Decades ago, when you needed a home loan you'd walk into your local bank and chat with your family banker. It was your lay of the land business transaction. But as with every industry, technology has changed the game.
Consumers now have instant access to rates and nearly instant approvals for mortgages or refinancing. Thus, online mortgage lending companies are growing at exorbitant rates to meet the demand.
Now versus Then
The Federal Consumer Financial Protection Bureau recently acknowledged the trend in online mortgages. It steered a pilot program to test online mortgage closings and the findings are promising. In fact, the study revealed borrowers "can benefit" from electronic closings.
To learn more about using technology in the home loan sector, I spoke with Tri Nguyen, Founder and CEO of Network Capital.
Network Capital lent out over $1.2 billion in loans last year and has grown by 70,000% since the company was founded 2002. One reason for that is how they process their loans in less than 15 days using technology platforms that expedite the process.
Tri said the changes in the recent CFPB study are intended to discourage past banking practices, such as robosigning and poor-quality loans, that played a part in the financial crisis starting in 2007, in which millions of Americans lost their homes to foreclosure. You may be familiar with the recent Quicken Loans 'Rocket Mortgage' Super Bowl commercial that received backlash as many felt it perfectly explained the aforementioned crisis.
Have we fully recovered from that credit crisis? Tri says yes, with an asterisk next to it, explaining that the housing values should have not been as high as they were. "I think the values today are more realistic of what people can afford. Home values today are based off real borrowers and real income," he says.
10 years ago, almost anyone could qualify for a loan and many with no money down. This meant they only needed to make payments for a short period of time before the values increased, allowing them to pull cash out. But with technological check and balances in place, the market has returned to normal.
I asked Tri about the temptation to lower standards that lurk everyday, which was outlined in the blockbuster hit, The Big Short. "It's imperative consumers and loan entities extinguish any thoughts of undercutting their standards because the value for customers lies in the long term and big picture. We steer clear of exotic loan programs and features that don't make sense to avoid potential risks. By doing that, we're seeing some of the most qualified clients in our company's history with the lowest default rates," Tri explains.
With technology partners such as Oracle, Redhat, Microsoft and Cisco, Network Capital's developers are able to expedite the loan processes, which means closing loans in as little as 10 days.
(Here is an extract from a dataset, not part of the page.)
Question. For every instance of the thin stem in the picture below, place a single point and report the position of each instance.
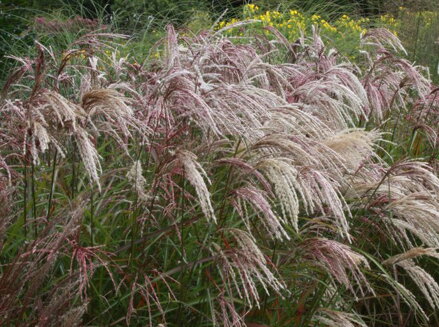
(52, 185)
(34, 201)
"Unlike a decade ago, we're able to expedite our approval process through mortgage software that securely verifies credit and aggregates personal data in tandem with the approval process to minimize the paperwork process," says Tri. This gives online home loan companies an edge in processing and refinancing, allowing approvals to be granted in sometimes less than an hour.
My take away?
The key for consumers is to settle for nothing less than transparency. Although temptations are abundant, lenders should seek a loan company that concentrates on thorough review of packages available to you and takes their time to answer your questions. In the day of technology overdrive, companies must be customer centric and if they're not, move on.